Entretien avec le Dr Mostafa Brahimi, Député à la Chambre des Représentants au sujet de l'augmentation de la taxe sur les boissons sucrées

    • La Commission des finances et du développement économique à la Chambre des Représentants a voté à l’unanimité deux amendements visant la hausse de la taxe sur les boissons sucrées. Pourriez-vous nous rappeler le contexte derrière la proposition de cet amendement ?
  • Le rapport du Haut-Commissariat au Plan sur l'obésité réalisé en 2011 estime à 10,3 millions le nombre de Marocains adultes en situation d’obésité ou de pré-obésité (dont 63,1 % de femmes), et à 14 % le nombre d’enfants obèses. Selon les chiffres de l’OMS pour 2016, 14 % des enfants marocains sont obèses.Au niveau mondial, l’effectif d’adultes en situation de pré-obésité est passé en 10 ans de 4,5 millions à 6,7 millions. 
  • L'étude publiée par le cabinet McKinsey en 2014 affirmant que l’obésité coûte 24 milliards de dirhams par an aux finances publiques marocaines, soit environ 3 % du PIB du Royaume.
  • Le Rapport de l’OMS, Fiscal policies for Diet and Prevention of Noncommunicable Diseases, d’après lequel la taxation des boissons sucrées permettrait de faire baisser la consommation de ces produits et de faire reculer le nombre de cas d’obésité, de diabète et d’autres maladies chroniques et coûteuses.Les expériences de pays tels que le Mexique, la France et la Grande Bretagne, qui ont pu, grâce à ce système de taxation, obtenir une diminution de la consommation des boissons sucrées.

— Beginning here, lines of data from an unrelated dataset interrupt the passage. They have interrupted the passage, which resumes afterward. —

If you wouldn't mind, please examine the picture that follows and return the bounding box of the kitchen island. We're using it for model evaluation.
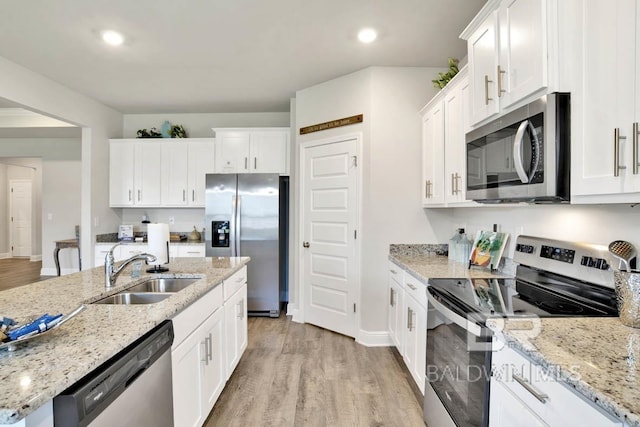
[0,257,249,424]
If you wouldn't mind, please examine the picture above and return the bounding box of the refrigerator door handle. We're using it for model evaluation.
[229,196,238,256]
[235,196,242,256]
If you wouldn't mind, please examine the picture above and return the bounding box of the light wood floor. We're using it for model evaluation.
[205,316,424,427]
[0,258,50,291]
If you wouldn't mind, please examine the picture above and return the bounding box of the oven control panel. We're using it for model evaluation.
[540,245,576,264]
[513,235,613,287]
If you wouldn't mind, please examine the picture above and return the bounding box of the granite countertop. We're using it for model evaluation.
[389,245,640,427]
[389,244,513,285]
[0,257,249,424]
[502,317,640,427]
[96,239,204,246]
[96,232,204,246]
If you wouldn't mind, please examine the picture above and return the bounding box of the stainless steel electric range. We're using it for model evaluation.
[424,236,618,427]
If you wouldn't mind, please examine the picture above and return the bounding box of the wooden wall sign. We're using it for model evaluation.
[300,114,363,135]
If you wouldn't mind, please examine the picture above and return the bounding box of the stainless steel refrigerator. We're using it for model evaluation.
[205,174,289,317]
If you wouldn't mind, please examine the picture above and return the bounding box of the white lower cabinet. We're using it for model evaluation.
[388,262,427,394]
[171,274,247,427]
[93,243,149,267]
[489,381,547,427]
[223,267,247,379]
[489,346,623,427]
[224,283,247,379]
[389,263,404,354]
[402,273,427,394]
[171,307,226,427]
[176,243,205,258]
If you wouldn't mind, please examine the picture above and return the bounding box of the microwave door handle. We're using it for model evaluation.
[513,120,530,184]
[527,120,540,181]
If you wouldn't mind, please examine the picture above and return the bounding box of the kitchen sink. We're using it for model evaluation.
[94,292,172,305]
[124,277,200,292]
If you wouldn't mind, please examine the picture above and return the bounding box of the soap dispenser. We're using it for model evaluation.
[449,229,460,261]
[457,228,473,263]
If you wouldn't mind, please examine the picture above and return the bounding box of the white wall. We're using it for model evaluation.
[293,67,446,342]
[123,112,290,138]
[0,163,4,259]
[120,208,204,233]
[0,138,81,275]
[0,57,122,267]
[440,205,640,257]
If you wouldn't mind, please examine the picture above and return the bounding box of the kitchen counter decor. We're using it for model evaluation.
[0,257,249,425]
[0,304,86,351]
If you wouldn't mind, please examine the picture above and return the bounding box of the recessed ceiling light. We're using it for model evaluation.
[358,28,378,43]
[102,30,124,46]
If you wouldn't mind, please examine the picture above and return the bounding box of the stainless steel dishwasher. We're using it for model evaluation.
[53,320,173,427]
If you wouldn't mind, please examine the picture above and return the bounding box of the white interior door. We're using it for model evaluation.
[301,137,359,337]
[10,180,31,257]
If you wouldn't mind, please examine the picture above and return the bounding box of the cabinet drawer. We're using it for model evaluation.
[492,347,622,427]
[389,261,402,286]
[223,266,247,301]
[172,286,224,349]
[404,271,427,310]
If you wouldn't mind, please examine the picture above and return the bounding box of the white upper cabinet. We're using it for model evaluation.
[161,141,189,206]
[571,0,640,203]
[109,138,215,207]
[467,11,499,123]
[187,139,215,207]
[421,67,473,207]
[109,139,161,207]
[213,128,290,175]
[461,0,548,125]
[422,97,444,207]
[161,138,215,207]
[444,69,469,205]
[496,0,548,108]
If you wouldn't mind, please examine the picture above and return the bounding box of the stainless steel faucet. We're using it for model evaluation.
[104,243,156,289]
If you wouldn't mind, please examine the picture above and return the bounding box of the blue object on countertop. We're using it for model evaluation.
[7,313,62,341]
[0,316,16,327]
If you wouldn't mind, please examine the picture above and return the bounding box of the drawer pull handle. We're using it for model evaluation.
[513,374,549,403]
[613,128,627,176]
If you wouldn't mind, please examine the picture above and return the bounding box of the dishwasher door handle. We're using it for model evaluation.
[124,359,151,388]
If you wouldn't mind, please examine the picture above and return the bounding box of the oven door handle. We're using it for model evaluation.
[513,120,540,184]
[427,287,482,337]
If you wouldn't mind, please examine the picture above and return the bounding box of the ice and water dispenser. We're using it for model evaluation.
[211,221,229,248]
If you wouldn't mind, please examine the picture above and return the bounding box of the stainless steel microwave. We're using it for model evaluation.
[466,92,571,203]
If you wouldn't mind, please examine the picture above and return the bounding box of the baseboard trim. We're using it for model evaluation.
[287,303,304,323]
[356,329,393,347]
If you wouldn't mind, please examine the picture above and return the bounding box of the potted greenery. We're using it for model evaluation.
[431,58,459,89]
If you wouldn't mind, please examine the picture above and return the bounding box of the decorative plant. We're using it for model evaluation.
[169,125,187,138]
[136,128,162,138]
[136,122,187,138]
[431,58,459,89]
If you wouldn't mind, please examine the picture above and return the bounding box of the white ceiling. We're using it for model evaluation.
[0,0,485,113]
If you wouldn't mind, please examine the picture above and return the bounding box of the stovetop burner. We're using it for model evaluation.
[427,236,618,321]
[538,301,584,316]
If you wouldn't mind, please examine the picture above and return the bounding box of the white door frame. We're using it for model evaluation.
[7,179,33,259]
[295,132,363,341]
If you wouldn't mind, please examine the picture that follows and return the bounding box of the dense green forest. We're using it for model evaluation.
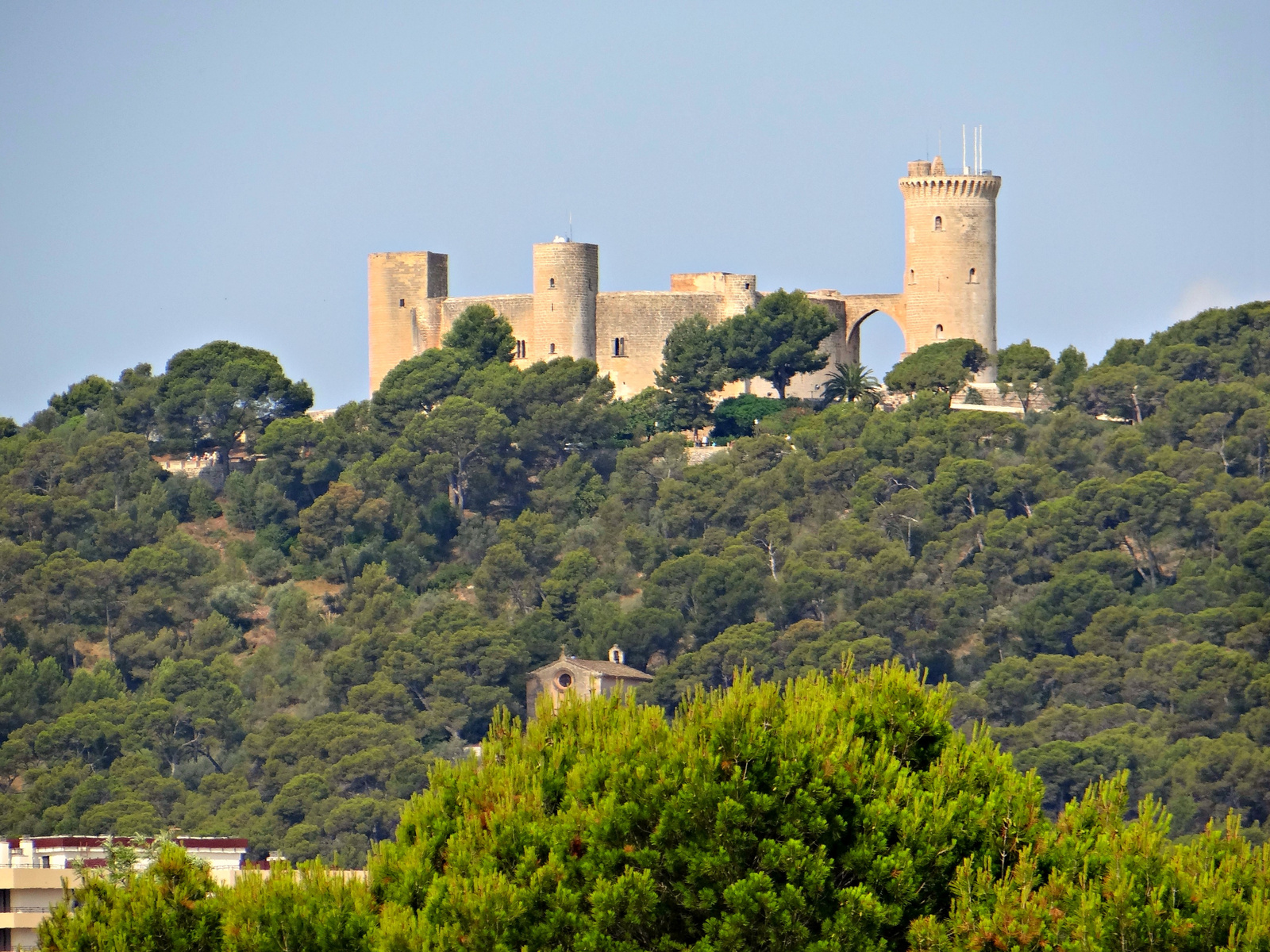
[0,294,1270,873]
[40,670,1270,952]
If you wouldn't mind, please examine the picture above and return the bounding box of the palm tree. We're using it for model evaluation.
[824,363,879,406]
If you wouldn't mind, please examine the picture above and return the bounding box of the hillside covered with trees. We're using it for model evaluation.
[0,298,1270,873]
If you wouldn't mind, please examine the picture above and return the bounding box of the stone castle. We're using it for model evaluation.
[367,156,1001,397]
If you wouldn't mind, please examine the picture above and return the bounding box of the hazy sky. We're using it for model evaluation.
[0,0,1270,420]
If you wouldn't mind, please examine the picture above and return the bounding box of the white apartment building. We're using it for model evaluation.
[0,836,246,952]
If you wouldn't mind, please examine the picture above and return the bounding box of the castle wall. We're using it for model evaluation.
[671,271,760,324]
[595,290,724,398]
[367,157,1001,398]
[437,294,533,351]
[366,251,449,393]
[527,241,599,360]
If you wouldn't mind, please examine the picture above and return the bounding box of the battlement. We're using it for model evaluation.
[367,156,1001,397]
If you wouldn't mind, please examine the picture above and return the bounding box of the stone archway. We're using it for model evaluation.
[843,294,913,363]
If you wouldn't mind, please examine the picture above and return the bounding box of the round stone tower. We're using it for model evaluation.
[525,239,599,360]
[899,156,1001,382]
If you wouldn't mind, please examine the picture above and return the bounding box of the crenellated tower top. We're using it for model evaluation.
[899,156,1001,382]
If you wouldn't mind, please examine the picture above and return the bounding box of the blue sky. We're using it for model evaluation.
[0,0,1270,420]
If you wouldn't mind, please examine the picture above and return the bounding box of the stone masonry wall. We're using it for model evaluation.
[595,290,724,398]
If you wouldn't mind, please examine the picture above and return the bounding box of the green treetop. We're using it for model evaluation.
[656,313,722,444]
[441,305,516,364]
[997,340,1054,413]
[370,665,1044,952]
[887,338,989,393]
[156,340,314,452]
[715,290,836,400]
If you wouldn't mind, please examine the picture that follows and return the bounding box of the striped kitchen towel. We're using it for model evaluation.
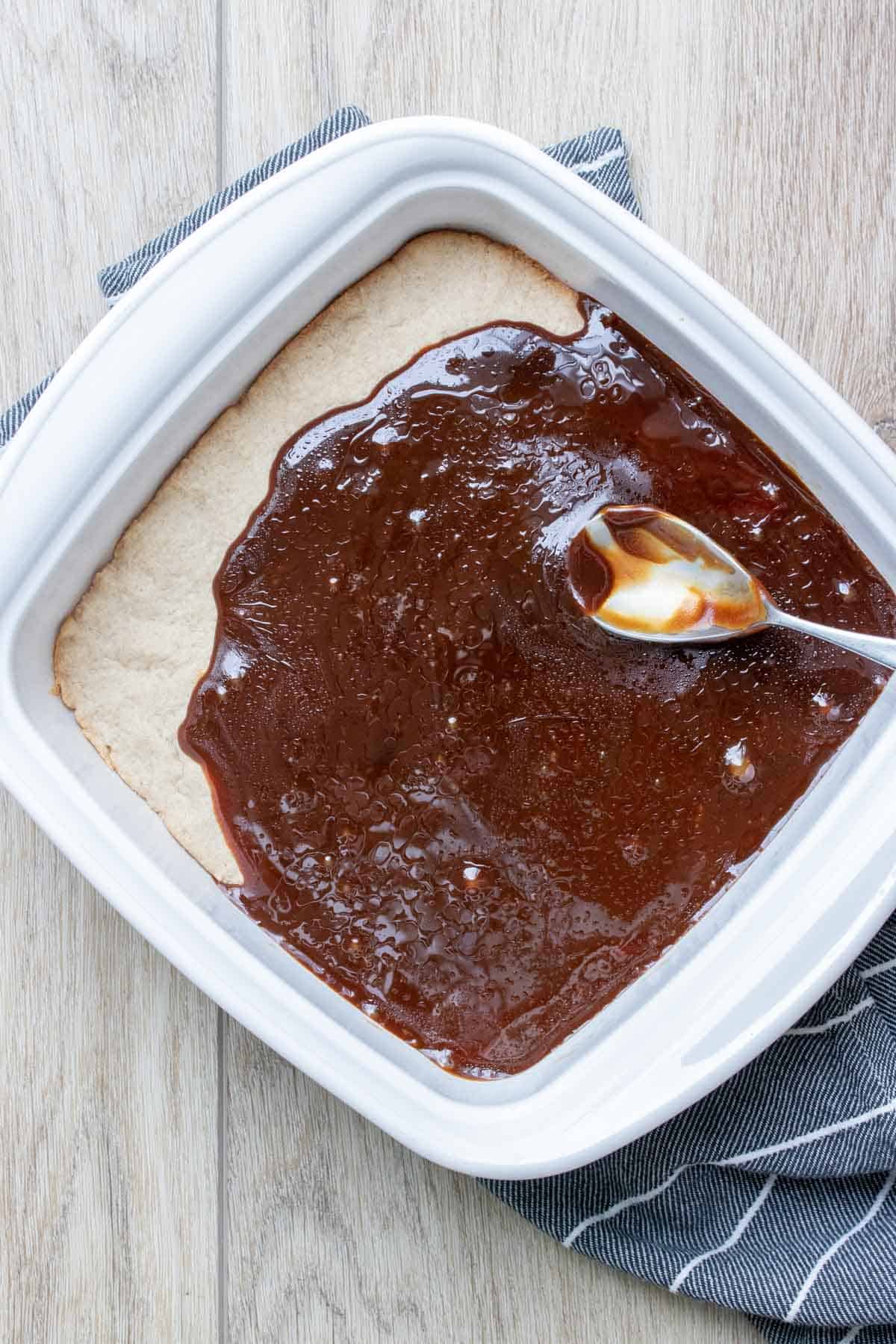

Face à cette situation alarmante et évolutive, un groupe de médecins cliniciens, d’épidémiologistes, de scientifiques et de responsables des maladies non transmissibles au ministère de la Santé ont mené, dans le cadre des discussions des deux projets de lois 2018 puis 2019, une campagne de sensibilisation auprès des groupes des deux chambres parlementaires en vue de faire augmenter les taxes sur les boissons sucrées. Devant la force de l'argumentaire des parlementaires qui ont défendu cette cause, le gouvernement s'est engagé à mener, au cours de l’année 2017, une étude visant à estimer l'impact de cette taxation.

  • Pensez-vous que cette mesure va être approuvée par le gouvernement ?

Tout d’abord, cet amendement qui vise un changement des comportements a porté sur  :

  • L’augmentation de 50 % de la TIC (taxe intérieure sur la consommation) qui va être supportée par les producteurs afin qu’ils diminuent la concentration de sucre dans les boissons contenant des sucres ajoutés et dans les boissons énergisantes. Nous avons déjà pris contact avec des industriels qui ont déclaré (suite à cet amendement du PLF 2019) être favorables à la diminution de la teneur en sucre des boissons produites.
    • La création d'une TVA de 70 MAD/hectolitre qui va être payée par le consommateur pour qu'il diminue sa consommationn.

En effet cette année, le gouvernement marocain a honoré ses engagements en acceptant l'amendement du projet de la loi de finance 2019, voté à l'unanimité non seulement à la Commission des finances le 11 novembre 2018, mais aussi et surtout lors de la plénière de la première chambre le 15 novembre 2018. En outre, le gouvernement s'est même engagé sur la taxation des produits laitiers qui contiennent du sucre pour l'année prochaine.

  • Selon vous, quel serait l’impact de cette mesure en termes de santé publique ?

Cette taxe est un pas très important dans la lutte contre l'obésité et celle en faveur de la diminution de l'incidence du diabète. C’est donc une mesure nécessaire, mais encore insuffisante. En effet, pour avoir un impact sur la santé publique, cette mesure doit être renforcée et élargie à d'autres actions menées contre le sucre contenu dans d’autres aliments tels que les bonbons, les biscuits, les chocolats, ainsi que sur deux autres produits toxiques que sont le sel et les graisses. Afin d'obtenir les résultats escomptés, cette taxation doit s'intégrer à une stratégie multidisciplinaire visant à faire diminuer les apports caloriques et à encourager l'activité physique.

Pour cela, nous comptons sur :

  • Une attitude civile de la part de l’industrie agro-alimentaire, pour qu’elle  prenne en considération la santé de la population dans la composition de ses produits, en diminuant la concentration de sucres.
  • La communauté médicale et la société civile, pour une implication et une participation plus active dans la diffusion d’informations sur l’obésité et la sensibilisation contre ce fléau.
  • Le gouvernement, pour qu’il se montre inflexible face aux abus ayant des conséquences négatives en matière de santé publique.